A new white paper, jointly written by researchers from the Vector Institute for Artificial Intelligence, examines the ethics of AI in surgery. It is found that surgery and AI have similar expectations, but differ in terms of ethical understanding. The paper points out that surgeons are of course confronted with moral and ethical dilemmas, while ethical framework conditions have probably only taken shape in AI.

In surgery, AI applications are largely limited to machines that perform tasks that are fully controlled by surgeons. AI could also be used as a clinical decision support system, and in these circumstances, the responsibility lies with the human machine or AI system designers, the co-authors argue.

Data protection is a primary ethical concern. AI learns to make predictions from large amounts of data ̵

1; especially from patient data in surgical systems – and is often described as being in conflict with privacy practices. The Royal Free London NHS Foundation Trust, a division of the British National Health Service based in London, provided Alphabet’s DeepMind with data on 1.6 million patients without their consent. Regardless, Google, whose partnership to share health data with Ascension last November was the subject of an in-depth review, announced plans to publish chest X-rays because of concerns that it contained personally identifiable information.

State, local, and federal laws aim to make privacy a mandatory part of compliance management. Hundreds of bills dealing with data protection, cybersecurity and data breaches are still pending or have been issued in 50 U.S. states, territories, and the District of Columbia. Probably the most comprehensive of all – the California Consumer Privacy Act – was legally signed about two years ago. Not to mention the Health Insurance Portability and Accountability Act (HIPAA), which requires companies to get approval before disclosing individual health information. International framework conditions such as the EU General Data Protection Regulation (GDPR) are intended to give consumers better control over the collection and use of personal data.

However, the co-authors of the white paper argue that the measures taken so far are limited by the interpretation of the jurisdiction and offer incomplete ethical models. For example, HIPAA focuses on health data from patient records, but does not cover data sources that were generated outside of insured companies such as life insurance companies or fitness band apps. While the obligation for patient autonomy alludes to a right to explain decisions by AI, framework conditions such as the GDPR only prescribe a “right to information” and do not appear to have a language that contains clearly defined protective measures against AI decisions.

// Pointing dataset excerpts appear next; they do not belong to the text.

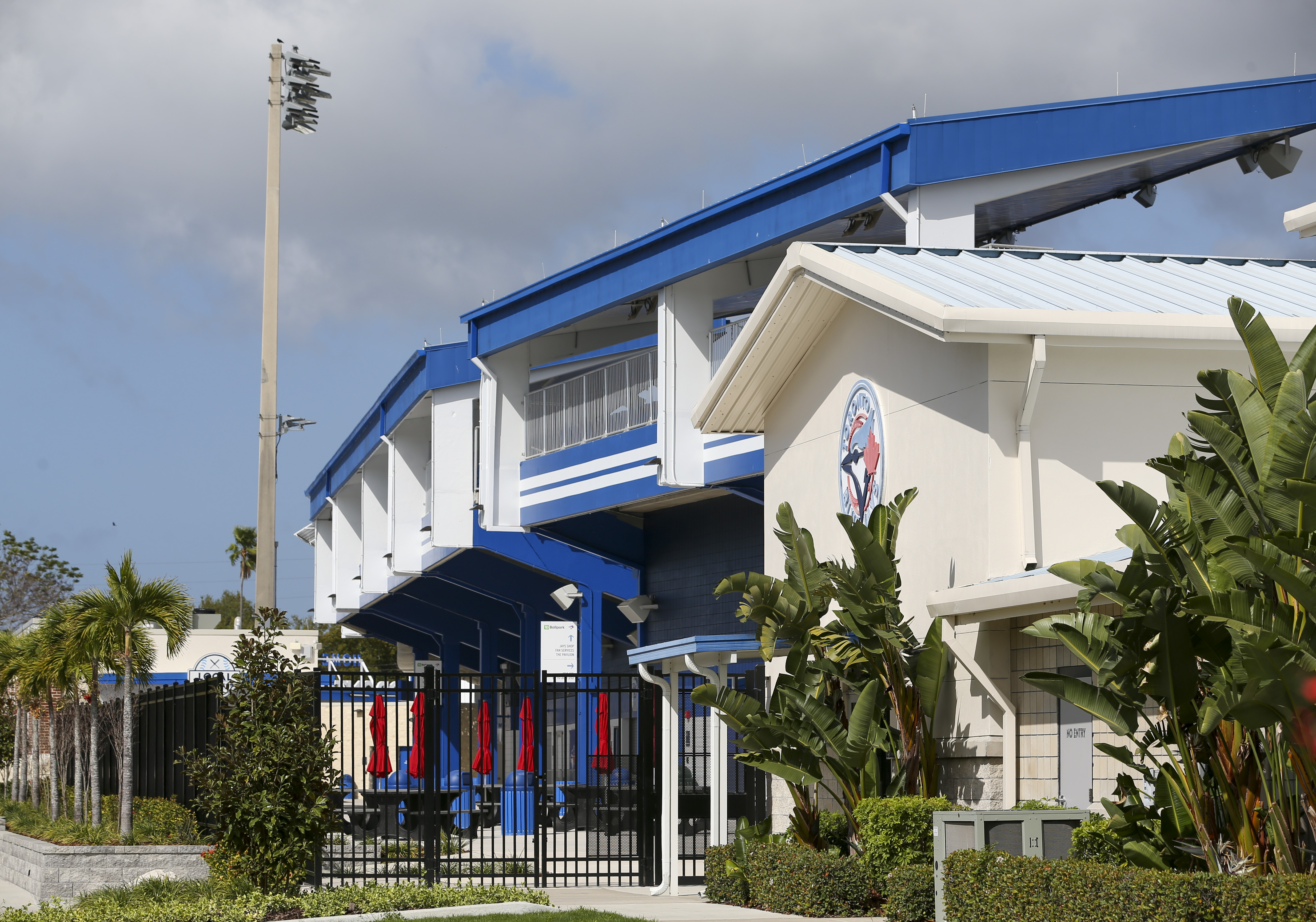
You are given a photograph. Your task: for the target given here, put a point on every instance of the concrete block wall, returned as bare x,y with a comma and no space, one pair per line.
48,871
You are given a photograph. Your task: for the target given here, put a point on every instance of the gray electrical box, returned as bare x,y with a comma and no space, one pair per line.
1040,833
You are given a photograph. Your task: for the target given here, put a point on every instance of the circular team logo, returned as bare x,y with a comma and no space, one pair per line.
861,463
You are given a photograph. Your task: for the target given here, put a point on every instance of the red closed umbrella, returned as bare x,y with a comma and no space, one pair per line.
380,765
603,759
416,766
484,761
526,755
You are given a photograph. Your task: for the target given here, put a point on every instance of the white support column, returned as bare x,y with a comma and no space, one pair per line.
685,321
410,456
715,672
347,546
374,523
453,467
668,792
324,579
505,383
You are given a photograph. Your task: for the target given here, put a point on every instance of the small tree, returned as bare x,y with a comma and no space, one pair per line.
266,783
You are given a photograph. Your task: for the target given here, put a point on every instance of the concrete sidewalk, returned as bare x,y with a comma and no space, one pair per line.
12,895
635,901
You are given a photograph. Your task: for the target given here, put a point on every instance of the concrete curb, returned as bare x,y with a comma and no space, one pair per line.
441,912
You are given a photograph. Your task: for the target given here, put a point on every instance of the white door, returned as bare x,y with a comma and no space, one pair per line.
1076,749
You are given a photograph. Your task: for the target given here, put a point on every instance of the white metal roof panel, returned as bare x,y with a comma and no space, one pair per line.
1094,283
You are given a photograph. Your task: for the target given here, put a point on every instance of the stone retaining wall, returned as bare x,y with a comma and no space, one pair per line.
47,870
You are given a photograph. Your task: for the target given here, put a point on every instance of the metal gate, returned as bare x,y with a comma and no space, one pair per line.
506,778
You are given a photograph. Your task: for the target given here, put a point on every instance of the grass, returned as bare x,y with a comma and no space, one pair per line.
156,822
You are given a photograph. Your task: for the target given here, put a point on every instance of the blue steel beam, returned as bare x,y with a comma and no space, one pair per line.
918,153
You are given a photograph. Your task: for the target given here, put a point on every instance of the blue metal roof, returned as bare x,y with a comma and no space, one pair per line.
1105,283
708,643
1225,119
427,369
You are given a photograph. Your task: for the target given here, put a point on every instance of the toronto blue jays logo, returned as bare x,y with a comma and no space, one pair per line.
861,466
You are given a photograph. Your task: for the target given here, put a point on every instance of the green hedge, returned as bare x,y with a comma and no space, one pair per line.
911,896
801,882
897,832
790,879
720,887
994,887
201,901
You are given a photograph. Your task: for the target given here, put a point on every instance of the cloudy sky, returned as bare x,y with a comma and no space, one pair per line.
468,149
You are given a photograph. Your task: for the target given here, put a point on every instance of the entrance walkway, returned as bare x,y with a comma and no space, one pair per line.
635,901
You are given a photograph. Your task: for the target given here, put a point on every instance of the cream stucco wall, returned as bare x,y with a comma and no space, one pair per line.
202,643
951,430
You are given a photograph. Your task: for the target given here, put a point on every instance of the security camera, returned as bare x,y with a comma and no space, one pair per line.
565,596
637,609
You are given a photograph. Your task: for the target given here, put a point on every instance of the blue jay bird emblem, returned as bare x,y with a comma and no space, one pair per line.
861,460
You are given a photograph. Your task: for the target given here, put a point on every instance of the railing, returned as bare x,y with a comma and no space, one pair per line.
720,343
594,405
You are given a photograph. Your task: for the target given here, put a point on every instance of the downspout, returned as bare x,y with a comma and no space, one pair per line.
393,506
1026,451
1008,724
668,822
718,755
488,473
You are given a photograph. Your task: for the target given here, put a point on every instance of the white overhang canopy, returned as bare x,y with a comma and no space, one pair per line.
998,296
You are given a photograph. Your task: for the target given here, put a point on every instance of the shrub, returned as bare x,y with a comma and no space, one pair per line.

In addition, the co-authors raise the alarm about the possible effects of distortion on surgical AI systems. The distortion of training data, which affects the quality and representativeness of the data used for an AI system, could have a dramatic impact on preoperative risk stratification before the operation. Underrepresentation of demographics can also lead to inaccurate assessments and incorrect decisions, e.g. B. whether a patient is treated first or extensive resources are offered in the intensive care unit. And contextual biases that occur when an algorithm is used outside of the training context can cause a system to ignore non-trivial reservations, e.g. B. whether a surgeon is right-handed or left-handed.

There are methods to reduce this bias, including ensuring discrepancies in the data set, sensitivity to over-fitting training data, and the ability to examine new data during deployment. They advocate the use of this and transparency on the whole to prevent patient autonomy from being undermined. “An increasing dependence on automated decision-making tools has already reduced the possibility of meaningful dialogue between the healthcare provider and the patient,” they write. “If machine learning is still in its infancy, the sub-field that is responsible for making its inner life explainable is so embryonic that even its terminology is not yet recognizable. However, some basic properties of explainability have developed … [that argue] machine learning should be
at the same time, can be dismantled and is algorithmically transparent. “

Despite AI’s shortcomings, particularly in the context of operations, the co-authors argue that the harm AI can prevent outweighs the disadvantages of adoption. For example, with thyroidectomy there is a risk of permanent hypoparathyroidism and recurrent nerve injury. With a new method, thousands of interventions may be required to observe statistically significant changes that a single surgeon may never see – at least not in a short time. However, a repository of AI-based analytics that summarizes these thousands of cases from hundreds of locations would be able to recognize and communicate these significant patterns.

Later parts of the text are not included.